为林小冬倒了一杯酒,马春宏笑着道:“林主任来县委办有段时间了吧?”
“两个多月了。”林小冬开着玩笑道,“怎么,想提拔我了?”
马春宏哈哈一笑,声音低了下来:“说实话,林主任,这两个多月相处下来,我真的感觉不到你是个官员的样子,有些嫉恶如仇了。”
林小冬听出了他话外的意思,道:“是不是有人说什么了?”
“其实呢我不该多嘴的,不过听不少人说,你这个人不合群,我知道是在放屁,但是架不住人多,所以啊,你是不是得罪了什么人。”马春宏笑了笑,“我也是听说的,主席说过,有则改之,无则加勉,时刻提醒自已总是好的。”
林小冬举了举杯子:“谢马哥一片冰心。”
吃完饭,回了去,林小冬就咬起了牙,论实力和印象,自已自然比不了郎正波,这些谣言都是郎正波安排人给造的,目的就是搞臭自已,想不到这老东西还真会用软刀子,不过这样就想搞死自已,未免太烂了点。其实前两天秦昊就悄悄打过电话来,说他怎么跟郎正波给卯上了,说要收拾他。
秦昊已经不在青水乡开车了,而是托关系到了玉城镇,给镇长关来明开车,听到这样的话,就透露给了林小冬。
林小冬并没当一回事,不过今晚马春宏的隐晦点醒却是让他不自在了一阵子,真是人善被人欺啊,这事都过去这么久了,郎正波还是不依不饶,看来背后还有仇永江的意思。林小冬倒是没急着去反应,仇永江的底细他并不清楚,不过不管怎么样,抛开身后背景,从玉林县的情况来看,自已确实不够看,所以林小冬自然不会傻到跟仇永江正面冲突,况且杨树林也是个扶不上墙的烂泥,也认命做一个傀儡书记了,当然,这是林小冬的理解。杨树林心里在想什么,也不会跟他说。
第二天天一亮,林小冬就被一个电话吵醒了,电话是柳清漪打来的,林小冬一拍脑门,暗道坏了。柳清漪跟他说好今天在沧州见面的,差点把这事给忘了。
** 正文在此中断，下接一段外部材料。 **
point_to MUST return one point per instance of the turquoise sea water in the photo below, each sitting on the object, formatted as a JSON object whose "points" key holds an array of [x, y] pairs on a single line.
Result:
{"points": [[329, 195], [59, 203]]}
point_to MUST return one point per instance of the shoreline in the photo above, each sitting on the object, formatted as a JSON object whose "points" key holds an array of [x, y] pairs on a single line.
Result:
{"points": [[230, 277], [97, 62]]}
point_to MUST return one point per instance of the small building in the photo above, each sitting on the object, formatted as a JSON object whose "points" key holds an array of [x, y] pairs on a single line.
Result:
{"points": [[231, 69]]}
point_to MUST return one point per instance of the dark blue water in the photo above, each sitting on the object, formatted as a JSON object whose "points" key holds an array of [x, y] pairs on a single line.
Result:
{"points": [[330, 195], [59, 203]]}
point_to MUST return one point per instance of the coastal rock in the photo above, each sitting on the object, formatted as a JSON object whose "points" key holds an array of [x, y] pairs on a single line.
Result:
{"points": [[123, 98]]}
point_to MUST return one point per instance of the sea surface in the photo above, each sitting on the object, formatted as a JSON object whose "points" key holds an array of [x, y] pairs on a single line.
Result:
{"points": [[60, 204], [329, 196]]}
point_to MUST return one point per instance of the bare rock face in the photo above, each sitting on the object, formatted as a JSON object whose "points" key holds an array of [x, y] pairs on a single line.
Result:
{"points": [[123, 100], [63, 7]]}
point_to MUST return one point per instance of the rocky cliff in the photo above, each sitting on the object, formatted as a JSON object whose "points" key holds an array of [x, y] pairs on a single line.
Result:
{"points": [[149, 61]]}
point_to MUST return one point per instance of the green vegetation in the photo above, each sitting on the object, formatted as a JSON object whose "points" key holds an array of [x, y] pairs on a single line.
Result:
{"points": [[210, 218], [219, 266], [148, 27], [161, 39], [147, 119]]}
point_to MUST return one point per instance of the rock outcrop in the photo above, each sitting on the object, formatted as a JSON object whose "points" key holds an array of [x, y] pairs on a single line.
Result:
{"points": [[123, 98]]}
扯了个谎,说自已正在去沧州的路上,不方便接电话。挂断之后,匆匆洗漱了一下,急急取了车,向沧州进发。
想着与柳清漪见面,林小冬的心情好了很多。
柳爱东住在常委家属楼,林小冬到沧州的时候,打了电话请示,自已是过去还是在哪里等着,不曾想柳爱东语气严肃地让他直接过去。
林小冬不知道柳爱东的严肃从何而来,不过平时他们的联系并不多,倒不是避嫌,而是遇到问题,林小冬想通过自已去处理。
很快到了,柳清漪在外面等着,见到林小冬的车就笑,林小冬也是汗颜不已,这车确实太掉价了,也该换一辆了,柳清漪上了车,林小冬急吼吼地香了一个,柳清漪大惊:“青天白日的,让别人看到了,多害臊。”
“切,新世纪青年,还这么保守啊。”林小冬想说人家在大街上都亲嘴儿呢,没想到柳清漪来了一句,“我可不保守。”
林小冬顿时想到了那次肌肤之亲,立刻就起了反应,趁着挂档的时候,悄悄在柳清漪的腿上捏了一把,柳清漪杏眉竖起:“好好开车。”
“晚上啊。”林小冬厚着脸皮冒出了这句话,柳清漪哼了一声,“才不。”
说话间,车子已开了过去,考虑到会不会丢人现眼的,远远地就将车停了下来,下了车,柳清漪接到一个电话,林小冬不知道哪个才是柳爱东的住处,只有杵在原地等柳清漪接完电话。
“我在沧州,行了,我挂了。”柳清漪挂断了电话,林小冬随口问了一句,“谁打来的?”
“学校的一个老师。”柳清漪一马当先,“跟我来。”
跟着柳清漪进了屋,换了鞋,柳爱东正坐在客厅看报纸,见林小冬过了来,招呼了一声:“小冬来了。”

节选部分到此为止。